The ninth, tenth, and eleventh assignments of error complain of the refusal of the court to allow certain special charges requested by appellant, which directed the jury in effect that, if they believed that the overflow was due to the filling in of a drain ditch maintained by others adjacent to appellee's land, they would find for appellant, and in connection with which it is claimed the evidence was sufficient to have supported such a finding. In connection with the issue so presented it is sufficient to say that appellant's liability must rest upon a showing that its negligence proximately caused the injury; and if the evidence upon another trial is conflicting on that issue or tends to show that the injury was traceable to another source, the trial court should submit such issue, unless, of course, it appears that the injury was due to the concurrent acts of different agencies not plainly separable, in which event all who contribute to the injury by negligence would be liable jointly or severally. Shearman Redfield, Law Neg. (6th Ed.) vol. 1, § 31; Railway Co. v. Norris, 184 S.W. 261.

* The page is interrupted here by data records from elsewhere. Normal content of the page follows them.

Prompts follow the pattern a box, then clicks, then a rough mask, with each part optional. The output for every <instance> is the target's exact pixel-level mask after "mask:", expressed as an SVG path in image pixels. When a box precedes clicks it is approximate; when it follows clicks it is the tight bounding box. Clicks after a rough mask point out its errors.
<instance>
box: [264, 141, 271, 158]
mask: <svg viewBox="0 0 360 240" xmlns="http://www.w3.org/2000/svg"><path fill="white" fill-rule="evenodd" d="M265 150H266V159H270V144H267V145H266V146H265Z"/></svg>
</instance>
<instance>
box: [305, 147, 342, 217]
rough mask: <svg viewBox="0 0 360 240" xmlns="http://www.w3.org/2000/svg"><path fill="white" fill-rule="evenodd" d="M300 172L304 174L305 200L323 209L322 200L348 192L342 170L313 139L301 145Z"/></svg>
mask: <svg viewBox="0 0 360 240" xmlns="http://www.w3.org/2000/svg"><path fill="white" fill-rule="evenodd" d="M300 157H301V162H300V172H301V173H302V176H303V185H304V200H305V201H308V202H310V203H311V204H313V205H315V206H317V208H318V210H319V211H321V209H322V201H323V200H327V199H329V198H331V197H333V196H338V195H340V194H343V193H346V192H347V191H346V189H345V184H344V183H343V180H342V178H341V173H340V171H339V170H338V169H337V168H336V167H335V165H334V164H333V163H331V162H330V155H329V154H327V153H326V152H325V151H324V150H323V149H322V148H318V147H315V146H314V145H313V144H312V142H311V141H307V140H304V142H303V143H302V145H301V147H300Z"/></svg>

The remaining assignment, which asserts that the court's charge assumed damage to appellee's crops, is, in our opinion, hypercritical, since a reading of the charge as a whole makes it clear that that question was clearly left to the jury for their determination upon the evidence adduced on that particular issue.
For the reasons stated, the judgment is reversed, and the cause remanded for another trial not inconsistent with the views herein expressed.